Ciao Simone, quando è nata la passione per il calcio?

Ero bambino quando scoprii il pallone, Il calcio è uno di quei desideri che nascono in età acerba e non se ne vanno più. Ho subito desiderato calciare la palla da professionista sui campi di calcio. Non era una scelta facile, perché diventare calciatore è il sogno di molti ma ci riescono in pochi. Però ce l’ho fatta. Ho giocato in diverse squadre di calcio, ho conosciuto tanti colleghi e quell’esperienza mi ha fatto crescere dal punto di vista professionale ma anche da quello personale. Lo sport è maestro di vita, educa a raggiungere obiettivi e mettersi constantemente in gioco.

Ma non hai mai smesso di frequentare i campi da gioco. Sei divento allenatore

Il calcio in campo, avere la palla tra i piedi, smarcare e smarcarsi dagli avversari regalano istanti di adrenalina pura. Per un giovane sono un toccasana. Ma con l’età si ha bisogno di esperienza nuove, di obiettivi diversi, di calma e ragionamento, di strategia da condividere in gruppo, in squadra da guidare al traguardo. Ecco perché il diploma di Allenatore UEFA B che ho ottenuto nel 2003 nel centro Tecnico Federale di Coverciano, è stato per me decisivo per continuare la mia carriera sportiva nel mondo del calcio.

Sei anche un appassionato di scouting? Sei uno scopritore di giovani talenti?

Scoprire nuovi calciatori, ragazzi di talento, individuarne le qualità è stata una parte importante della mia attività nel settore del calcio. Le tecniche per scoprire talenti nel calcio esistono ma è l’esperienza che fa la differenza. In un ragazzo intravedi la grinta e il talento con la pratica, l’accortezza, la consapevolezza. E forse anche con l’intuito. Solo così puoi capire se un giovane ragazzo ha davvero delle doti calcistiche e quali sono. Non è solo una questione di tecnica ma anche di forma mentis, di modo di pensare se non di struttura mentale. Bisogna avere cervello per gestire lo stress e il pallone in campo a certi livelli.
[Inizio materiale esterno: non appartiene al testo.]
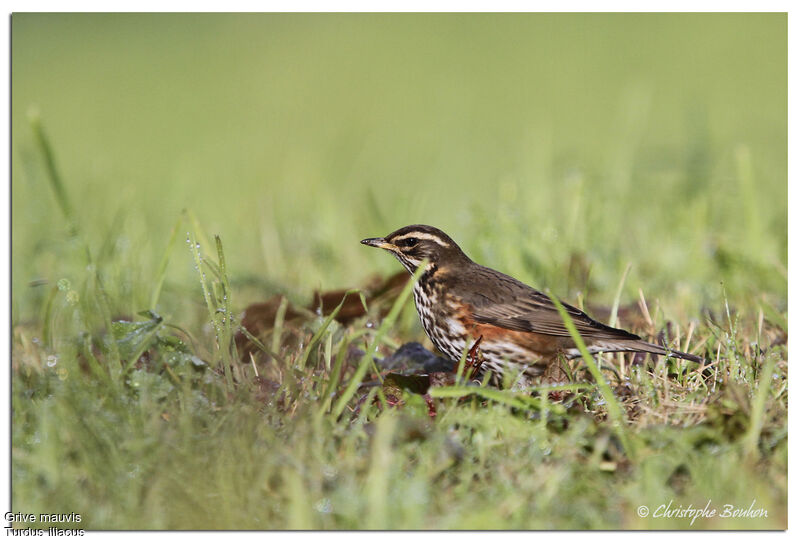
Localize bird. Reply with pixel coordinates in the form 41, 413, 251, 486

Quand’è che hai voluto cambiare ancora e lanciarti nel mondo dell’imprenditoria?

Nel 2003. Ma essere imprenditore di me stesso è sempre stata un’attrazione per me, anche quand’ero calciatore, allenatore a caccia di talenti. L’attrazione verso la gestione di nuove attività, fornire prodotti e servizi nuovi è sempre stata latente dentro di me. Il settore moda mi ha dato diverse soddisfazioni non solo dal punto di vista economico ma anche da quello del piacere e dell’appagamento personale. Grazie alla moda ho potuto sperimentare la mia creatività, la mia indole innovativa, il mio talento non solo in campo ma anche nel mondo del business.

Ad Arezzo adesso sei anche impegnato nella Grande Distribuzione con un punto vendita di 600 metri quadri. Com’è nata quest’attività?

Ho voluto cimentarmi anche on altri settori. Quello della GD è un buon settore. Mi si è presentata un’occasione e l’ho colta. Anche penso che per un imprenditore diversificare gli investimenti è di fondamentale importanza. Tra l’altro il settore della ristorazione va molto forte in Italia e, quindi, oltre alla moda credo che questo sia un buon modo di fare impresa. Anche qui non posso lamentarmi. Sia pure con le difficoltà del caso e del fare impresa, ho buoni risultati. In genere sono un ottimista e sono contento di essere aperto alle esperienze che il mio percorso di vita mi ha fin qui proposto.